The average revenue per passenger is $15.7. The standard deviation is $19.25.

price <- c(0, 25, 60)
checking <- c(.54, .34, .12)
bags <- c(0, 1, 2)
t <- data.frame(price, checking, bags)
t$comp <- price * checking
avgRev <- sum(t$comp)
avgRev
## [1] 15.7
t$difSq <- (t$comp-avgRev)^2
var <- sum(t$difSq)
var
## [1] 370.58
sd <- sqrt(var)
sd
## [1] 19.25045
  1. About how much revenue should the airline expect for a flight of 120 passengers? With what standard deviation? Note any assumptions you make and if you think they are justified.

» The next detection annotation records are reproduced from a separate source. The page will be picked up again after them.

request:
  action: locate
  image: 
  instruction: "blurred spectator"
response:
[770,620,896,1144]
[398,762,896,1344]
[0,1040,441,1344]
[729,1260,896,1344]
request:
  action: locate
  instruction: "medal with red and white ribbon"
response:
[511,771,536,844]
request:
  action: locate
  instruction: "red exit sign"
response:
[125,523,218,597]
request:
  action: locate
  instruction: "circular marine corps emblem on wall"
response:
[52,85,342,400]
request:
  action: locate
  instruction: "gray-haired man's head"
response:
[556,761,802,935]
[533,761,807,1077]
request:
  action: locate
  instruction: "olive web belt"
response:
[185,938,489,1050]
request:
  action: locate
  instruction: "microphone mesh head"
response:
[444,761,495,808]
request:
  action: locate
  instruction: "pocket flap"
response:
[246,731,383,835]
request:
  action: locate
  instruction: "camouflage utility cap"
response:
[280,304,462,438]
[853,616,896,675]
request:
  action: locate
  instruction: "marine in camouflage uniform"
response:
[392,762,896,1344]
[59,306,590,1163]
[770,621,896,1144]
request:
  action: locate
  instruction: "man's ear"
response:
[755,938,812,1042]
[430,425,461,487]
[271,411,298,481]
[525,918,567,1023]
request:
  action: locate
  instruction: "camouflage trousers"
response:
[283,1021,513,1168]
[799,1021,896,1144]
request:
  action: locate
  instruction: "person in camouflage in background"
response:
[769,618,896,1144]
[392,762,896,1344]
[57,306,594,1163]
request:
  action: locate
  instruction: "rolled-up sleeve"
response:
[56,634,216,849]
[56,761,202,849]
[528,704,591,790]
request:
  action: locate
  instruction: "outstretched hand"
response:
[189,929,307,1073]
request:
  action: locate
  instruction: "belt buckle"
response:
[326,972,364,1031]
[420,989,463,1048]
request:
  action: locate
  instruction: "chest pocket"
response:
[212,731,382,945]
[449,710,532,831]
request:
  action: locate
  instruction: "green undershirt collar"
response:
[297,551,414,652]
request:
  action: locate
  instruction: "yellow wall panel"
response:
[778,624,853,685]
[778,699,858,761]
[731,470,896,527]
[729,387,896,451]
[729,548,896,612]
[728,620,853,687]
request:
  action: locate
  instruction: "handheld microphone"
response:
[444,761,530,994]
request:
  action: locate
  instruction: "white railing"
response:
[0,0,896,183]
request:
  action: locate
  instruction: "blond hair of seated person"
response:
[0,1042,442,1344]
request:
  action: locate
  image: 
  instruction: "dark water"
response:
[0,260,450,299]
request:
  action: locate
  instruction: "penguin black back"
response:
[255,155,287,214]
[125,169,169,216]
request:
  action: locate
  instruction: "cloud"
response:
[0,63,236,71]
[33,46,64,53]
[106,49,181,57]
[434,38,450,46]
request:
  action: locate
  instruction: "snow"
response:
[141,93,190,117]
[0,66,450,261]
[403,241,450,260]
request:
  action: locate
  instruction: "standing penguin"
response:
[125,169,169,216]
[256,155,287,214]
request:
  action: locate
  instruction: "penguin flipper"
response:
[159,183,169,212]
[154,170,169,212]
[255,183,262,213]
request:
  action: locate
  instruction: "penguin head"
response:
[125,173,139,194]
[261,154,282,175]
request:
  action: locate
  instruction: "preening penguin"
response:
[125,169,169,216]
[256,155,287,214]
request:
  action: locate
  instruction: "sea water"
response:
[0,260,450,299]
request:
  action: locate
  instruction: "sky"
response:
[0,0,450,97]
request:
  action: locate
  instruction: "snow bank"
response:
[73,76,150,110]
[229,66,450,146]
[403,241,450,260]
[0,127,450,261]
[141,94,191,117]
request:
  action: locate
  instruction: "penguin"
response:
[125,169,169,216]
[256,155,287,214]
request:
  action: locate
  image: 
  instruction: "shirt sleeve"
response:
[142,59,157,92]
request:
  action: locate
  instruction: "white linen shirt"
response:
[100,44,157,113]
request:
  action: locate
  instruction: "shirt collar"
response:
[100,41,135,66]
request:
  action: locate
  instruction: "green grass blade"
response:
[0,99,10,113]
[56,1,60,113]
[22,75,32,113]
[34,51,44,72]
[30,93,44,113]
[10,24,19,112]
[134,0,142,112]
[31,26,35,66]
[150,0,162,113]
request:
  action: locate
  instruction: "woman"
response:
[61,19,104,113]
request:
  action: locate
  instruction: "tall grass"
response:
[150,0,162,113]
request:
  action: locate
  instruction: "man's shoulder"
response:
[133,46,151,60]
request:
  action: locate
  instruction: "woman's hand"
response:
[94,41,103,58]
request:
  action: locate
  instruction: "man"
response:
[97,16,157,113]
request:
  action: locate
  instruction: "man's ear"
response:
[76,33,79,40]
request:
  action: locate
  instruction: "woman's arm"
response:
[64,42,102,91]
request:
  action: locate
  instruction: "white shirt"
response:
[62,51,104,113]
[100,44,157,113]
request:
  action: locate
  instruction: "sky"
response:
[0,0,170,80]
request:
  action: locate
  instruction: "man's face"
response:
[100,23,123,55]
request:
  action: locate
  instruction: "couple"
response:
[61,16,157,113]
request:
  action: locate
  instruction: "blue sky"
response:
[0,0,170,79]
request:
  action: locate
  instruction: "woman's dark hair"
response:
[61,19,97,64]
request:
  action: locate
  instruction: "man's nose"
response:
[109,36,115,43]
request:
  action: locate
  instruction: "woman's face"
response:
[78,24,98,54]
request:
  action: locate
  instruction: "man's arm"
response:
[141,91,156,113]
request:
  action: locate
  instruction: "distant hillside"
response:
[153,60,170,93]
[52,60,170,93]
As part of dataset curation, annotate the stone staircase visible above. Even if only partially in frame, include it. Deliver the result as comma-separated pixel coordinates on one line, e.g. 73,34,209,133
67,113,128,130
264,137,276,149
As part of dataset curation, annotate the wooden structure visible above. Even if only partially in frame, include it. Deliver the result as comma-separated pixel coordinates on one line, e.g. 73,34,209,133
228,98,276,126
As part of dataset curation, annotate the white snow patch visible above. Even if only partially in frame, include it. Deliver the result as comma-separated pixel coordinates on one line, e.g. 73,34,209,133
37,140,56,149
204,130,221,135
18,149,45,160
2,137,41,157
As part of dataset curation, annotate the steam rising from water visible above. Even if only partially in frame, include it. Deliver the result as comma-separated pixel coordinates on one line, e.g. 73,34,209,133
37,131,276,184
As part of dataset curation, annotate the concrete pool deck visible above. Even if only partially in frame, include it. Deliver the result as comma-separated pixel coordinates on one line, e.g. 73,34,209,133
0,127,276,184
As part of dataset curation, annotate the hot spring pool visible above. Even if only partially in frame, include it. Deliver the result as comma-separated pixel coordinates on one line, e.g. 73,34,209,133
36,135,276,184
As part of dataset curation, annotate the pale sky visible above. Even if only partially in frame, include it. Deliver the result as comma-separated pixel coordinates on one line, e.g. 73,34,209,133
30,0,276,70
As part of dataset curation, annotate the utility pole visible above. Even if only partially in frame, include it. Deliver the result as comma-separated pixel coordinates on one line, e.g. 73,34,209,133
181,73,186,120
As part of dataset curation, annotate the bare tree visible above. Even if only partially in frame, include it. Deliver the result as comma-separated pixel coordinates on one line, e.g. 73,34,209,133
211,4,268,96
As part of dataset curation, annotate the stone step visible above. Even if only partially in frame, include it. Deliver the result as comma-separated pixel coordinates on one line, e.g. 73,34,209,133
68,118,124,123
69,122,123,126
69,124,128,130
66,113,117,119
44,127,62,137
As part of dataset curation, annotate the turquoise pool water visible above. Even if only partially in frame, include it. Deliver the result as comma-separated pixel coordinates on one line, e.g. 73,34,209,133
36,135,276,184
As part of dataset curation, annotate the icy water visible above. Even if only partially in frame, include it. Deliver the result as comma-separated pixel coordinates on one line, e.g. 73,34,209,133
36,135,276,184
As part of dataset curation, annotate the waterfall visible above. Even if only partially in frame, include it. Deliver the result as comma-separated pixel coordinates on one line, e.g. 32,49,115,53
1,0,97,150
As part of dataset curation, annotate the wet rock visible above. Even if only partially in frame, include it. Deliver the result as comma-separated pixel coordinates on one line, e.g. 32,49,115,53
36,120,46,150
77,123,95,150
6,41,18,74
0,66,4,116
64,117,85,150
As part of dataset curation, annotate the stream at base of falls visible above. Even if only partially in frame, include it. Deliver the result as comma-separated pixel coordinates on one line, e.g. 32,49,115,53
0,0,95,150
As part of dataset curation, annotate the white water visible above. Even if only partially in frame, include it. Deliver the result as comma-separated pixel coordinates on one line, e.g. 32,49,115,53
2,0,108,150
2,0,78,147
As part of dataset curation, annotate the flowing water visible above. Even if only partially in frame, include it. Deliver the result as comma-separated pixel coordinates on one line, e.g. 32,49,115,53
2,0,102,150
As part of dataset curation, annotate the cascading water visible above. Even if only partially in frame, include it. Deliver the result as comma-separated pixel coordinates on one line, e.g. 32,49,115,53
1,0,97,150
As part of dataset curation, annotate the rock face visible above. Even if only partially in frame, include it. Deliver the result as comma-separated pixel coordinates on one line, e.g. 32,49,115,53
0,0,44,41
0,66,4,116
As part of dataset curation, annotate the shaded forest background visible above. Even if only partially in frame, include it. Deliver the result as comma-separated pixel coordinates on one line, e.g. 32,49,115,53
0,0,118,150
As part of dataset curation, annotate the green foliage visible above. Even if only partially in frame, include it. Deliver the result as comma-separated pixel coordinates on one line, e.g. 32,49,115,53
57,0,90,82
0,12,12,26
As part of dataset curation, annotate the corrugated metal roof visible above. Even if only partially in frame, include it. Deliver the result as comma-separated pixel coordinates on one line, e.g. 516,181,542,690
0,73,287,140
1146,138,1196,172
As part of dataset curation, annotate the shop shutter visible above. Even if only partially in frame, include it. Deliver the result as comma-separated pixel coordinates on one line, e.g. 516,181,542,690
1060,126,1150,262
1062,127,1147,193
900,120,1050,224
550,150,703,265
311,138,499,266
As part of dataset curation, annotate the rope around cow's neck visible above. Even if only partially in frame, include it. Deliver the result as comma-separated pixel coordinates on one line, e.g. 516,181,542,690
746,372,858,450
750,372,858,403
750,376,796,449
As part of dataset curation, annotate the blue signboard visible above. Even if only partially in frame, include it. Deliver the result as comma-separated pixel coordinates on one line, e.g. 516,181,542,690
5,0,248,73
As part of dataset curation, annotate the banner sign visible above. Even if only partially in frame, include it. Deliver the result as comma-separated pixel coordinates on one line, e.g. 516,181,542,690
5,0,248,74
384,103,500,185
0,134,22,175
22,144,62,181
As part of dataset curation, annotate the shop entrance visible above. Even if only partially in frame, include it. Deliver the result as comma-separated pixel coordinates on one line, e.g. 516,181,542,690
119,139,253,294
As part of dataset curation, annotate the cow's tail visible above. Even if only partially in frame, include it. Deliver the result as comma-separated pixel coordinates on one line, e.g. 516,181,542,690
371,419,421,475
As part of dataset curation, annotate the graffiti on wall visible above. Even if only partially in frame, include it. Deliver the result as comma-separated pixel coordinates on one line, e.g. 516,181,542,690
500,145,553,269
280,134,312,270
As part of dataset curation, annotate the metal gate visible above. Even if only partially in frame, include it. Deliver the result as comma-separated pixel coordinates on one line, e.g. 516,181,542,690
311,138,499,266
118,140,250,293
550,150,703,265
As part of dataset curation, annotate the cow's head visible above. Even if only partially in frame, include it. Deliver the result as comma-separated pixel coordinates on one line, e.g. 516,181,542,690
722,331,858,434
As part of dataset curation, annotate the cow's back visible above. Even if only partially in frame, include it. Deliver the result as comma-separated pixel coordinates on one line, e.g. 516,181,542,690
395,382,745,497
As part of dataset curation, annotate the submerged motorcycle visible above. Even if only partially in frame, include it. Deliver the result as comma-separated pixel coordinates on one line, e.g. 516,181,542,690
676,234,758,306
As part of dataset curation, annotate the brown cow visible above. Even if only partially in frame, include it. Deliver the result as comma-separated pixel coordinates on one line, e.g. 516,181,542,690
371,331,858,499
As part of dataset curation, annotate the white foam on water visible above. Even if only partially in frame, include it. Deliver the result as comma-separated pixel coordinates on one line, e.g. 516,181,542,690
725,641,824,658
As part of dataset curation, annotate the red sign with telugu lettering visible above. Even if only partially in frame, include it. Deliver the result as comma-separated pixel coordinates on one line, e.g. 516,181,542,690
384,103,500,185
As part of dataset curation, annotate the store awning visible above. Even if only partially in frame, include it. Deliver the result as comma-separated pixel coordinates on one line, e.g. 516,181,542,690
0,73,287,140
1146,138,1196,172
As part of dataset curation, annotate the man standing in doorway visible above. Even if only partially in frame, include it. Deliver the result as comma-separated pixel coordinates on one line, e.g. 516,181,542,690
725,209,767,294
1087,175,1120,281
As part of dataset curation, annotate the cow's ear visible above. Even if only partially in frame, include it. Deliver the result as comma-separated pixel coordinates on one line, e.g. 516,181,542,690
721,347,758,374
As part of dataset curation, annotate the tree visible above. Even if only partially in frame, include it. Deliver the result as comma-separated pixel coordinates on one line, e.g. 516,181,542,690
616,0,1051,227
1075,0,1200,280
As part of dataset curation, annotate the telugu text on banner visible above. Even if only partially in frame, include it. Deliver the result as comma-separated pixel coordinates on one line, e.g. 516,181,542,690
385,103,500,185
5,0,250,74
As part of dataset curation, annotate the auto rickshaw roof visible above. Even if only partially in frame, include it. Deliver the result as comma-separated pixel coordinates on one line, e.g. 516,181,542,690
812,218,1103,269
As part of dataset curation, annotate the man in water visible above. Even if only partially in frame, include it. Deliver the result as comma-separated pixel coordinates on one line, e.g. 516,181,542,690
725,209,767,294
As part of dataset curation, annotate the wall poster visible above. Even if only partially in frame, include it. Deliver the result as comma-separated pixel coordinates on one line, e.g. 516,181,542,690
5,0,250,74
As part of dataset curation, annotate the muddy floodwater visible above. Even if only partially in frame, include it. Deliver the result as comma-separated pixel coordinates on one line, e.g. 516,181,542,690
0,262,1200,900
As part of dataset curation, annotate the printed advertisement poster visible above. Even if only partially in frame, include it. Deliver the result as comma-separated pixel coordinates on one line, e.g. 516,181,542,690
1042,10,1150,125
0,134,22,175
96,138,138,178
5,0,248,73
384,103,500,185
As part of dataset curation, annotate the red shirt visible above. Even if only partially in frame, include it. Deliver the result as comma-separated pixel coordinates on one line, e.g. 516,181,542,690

For a flight of 120 passengers, the airline should expect $15.7 * 120 = $1,884 in revenue. The variance is Var(aX) = a^2 x Var(X) where a = 120 and Var(X) was found in (a). The standard deviation here is thus 2310.06.

sqrt(120^2 * var)
## [1] 2310.055

2.44 Income and gender. The relative frequency table below displays the distribution of annual total personal income (in 2009 inflation-adjusted dollars) for a representative sample of 96,420,486 Americans. These data come from the American Community Survey for 2005-2009. This sample is comprised of 59% males and 41% females.

  1. Describe the distribution of total personal income. The distribution is right-skewed as few individuals with high total personal income bring the mean above the median.

  2. What is the probability that a randomly chosen US resident makes less than $50,000 per year?

.212+.183+.158+.047+.022
## [1] 0.622
  1. What is the probability that a randomly chosen US resident makes less than $50,000 per year and is female? Note any assumptions you make.

Here, I am assuming that gender and income are independent. So, P(is female and makes less than 50,000)

0.622*.41
## [1] 0.25502
  1. The same data source indicates that 71.8% of females make less than $50,000 per year. Use this value to determine whether or not the assumption you made in part (c) is valid.

Using this information, the assumption that I made in part (c) is not valid. This is saying that P(makes less than 50,000 | is female) = .718. Since P(makes less than 50,000) = .622 != .718, P(A|B) != P(A), so income and gender are not independent.